The first act closes with a cadenza which gives voice to 300,000 detainees who came to America under the Chinese Exclusion Act (which only ended in 1943). It draws directly from the Angel Island poems, presenting the detainee experience in an expressionistic montage of light, sound and image (scenic design by Kim Zhou, lighting by Yichen Zhou, sound design and original music by Joe Krempetz and Xi Lin, projection by Hana S. Kim).
The cadenza aside, Ralph B. Peña’s production is restrained and very nearly static. It emphasizes the play’s intelligence rather than its dramatic flash points. Gee, for example, goes into his birthright citizenship interview with a cute Charlie Chan voice and a self-depreciating manner, assuring the investigator that all his friends think “he funny guy” and “do good work at laundry.” The authorities have provided an interpreter (Joe Osheroff) to help him as needed. Everything Gee says to the interpreter, that is to say, everything that’s in “Chinese” (and which the interpreter faithfully repeats to the investigator) is standard English. Moreover, it’s standard English of a particularly fluid, elegant and exacting variety. So we learn to accept that when characters speak “Chinese” in the play, even if they’re illiterate peasants, they sound like graduate students from Stanford. The poems carved in the barracks walls by a cultivated minority of detainees have, in Suh’s play, lent their quality of expression to the entire cast.
A further irony, left implicit, is that some of the immigrants’ descendants will become graduate students at Stanford. Many of the Asian-Americans in the creative team putting on this play are descendants of immigrants and have earned (or are in the process of earning) graduate degrees.

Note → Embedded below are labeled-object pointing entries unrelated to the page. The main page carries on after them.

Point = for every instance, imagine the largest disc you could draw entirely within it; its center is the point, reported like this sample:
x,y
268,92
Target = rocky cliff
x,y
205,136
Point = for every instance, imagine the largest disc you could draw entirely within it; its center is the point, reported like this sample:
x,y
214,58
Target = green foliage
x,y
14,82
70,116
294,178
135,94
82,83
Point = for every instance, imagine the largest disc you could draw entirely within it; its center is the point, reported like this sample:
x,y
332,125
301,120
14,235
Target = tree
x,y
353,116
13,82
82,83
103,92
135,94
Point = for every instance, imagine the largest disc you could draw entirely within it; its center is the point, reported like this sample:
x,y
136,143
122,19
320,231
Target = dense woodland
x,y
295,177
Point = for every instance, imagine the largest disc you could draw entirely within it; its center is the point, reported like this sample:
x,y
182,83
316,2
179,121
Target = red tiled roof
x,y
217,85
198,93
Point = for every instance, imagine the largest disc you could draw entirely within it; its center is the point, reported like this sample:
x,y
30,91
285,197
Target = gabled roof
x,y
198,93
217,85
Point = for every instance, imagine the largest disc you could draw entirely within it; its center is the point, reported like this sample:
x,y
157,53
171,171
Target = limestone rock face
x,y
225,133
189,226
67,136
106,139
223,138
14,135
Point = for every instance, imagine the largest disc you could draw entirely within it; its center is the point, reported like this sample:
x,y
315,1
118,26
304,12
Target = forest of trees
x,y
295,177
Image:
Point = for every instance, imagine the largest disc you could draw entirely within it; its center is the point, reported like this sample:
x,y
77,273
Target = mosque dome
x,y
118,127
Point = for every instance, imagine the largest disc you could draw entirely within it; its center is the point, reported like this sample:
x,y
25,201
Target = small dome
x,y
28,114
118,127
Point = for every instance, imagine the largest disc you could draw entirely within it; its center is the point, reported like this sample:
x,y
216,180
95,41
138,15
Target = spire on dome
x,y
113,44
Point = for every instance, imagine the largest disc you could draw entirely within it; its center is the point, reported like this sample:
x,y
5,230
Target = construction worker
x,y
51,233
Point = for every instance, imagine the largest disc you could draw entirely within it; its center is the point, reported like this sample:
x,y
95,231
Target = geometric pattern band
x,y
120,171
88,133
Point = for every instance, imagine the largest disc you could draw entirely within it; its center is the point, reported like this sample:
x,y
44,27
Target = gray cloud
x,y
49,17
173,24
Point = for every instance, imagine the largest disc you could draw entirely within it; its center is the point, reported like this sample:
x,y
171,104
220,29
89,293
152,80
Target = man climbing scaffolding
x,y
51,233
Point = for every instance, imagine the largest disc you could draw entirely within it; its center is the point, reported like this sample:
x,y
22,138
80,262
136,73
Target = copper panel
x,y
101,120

Gyet and his “paper father” prosper in their laundry business well enough for Gyet to return to China and recruit (in a wonderfully layered scene) a “paper wife,” the nineteen-year-old daughter of a rural family (Joyce Meimei Zheng) whose older brother already attempted the trip and was turned back, plunging the family into debt for the expenses of his voyage. While both characters try to be forthright and realistic, she receives his business proposition as a form of wooing while he receives her wooing as part of a business proposition. Neither of them has much choice: it’s a package deal.
In the final scene of the play, set in 1930, we learn that they have five children. The laundry now employs American labourers. They have thrived, or at least survived in the new land—the best revenge for the indignities of entering it. Gee, on his deathbed and cared for by his “daughter-in-law,” looks back at his life with incredulity. Was it really his? He can’t remember. His memories are troubled by the fictions he has been forced to rehearse and perform.
Perhaps it’s a coincidence, but the past president of the nonprofit Angel Island Immigration Foundation, which supports and promotes the Angel Island museums today, is also named Gee and is a descendant of a “paper son.” Buck Gee was vice president and general manager of Cisco Systems and a member of the Committee of 100. He co-founded the Advanced Leadership Program for Asian American Executives at the Stanford Graduate School of Business He joined the Angel Island Immigration Foundation as a volunteer when he retired from Cisco in 2008.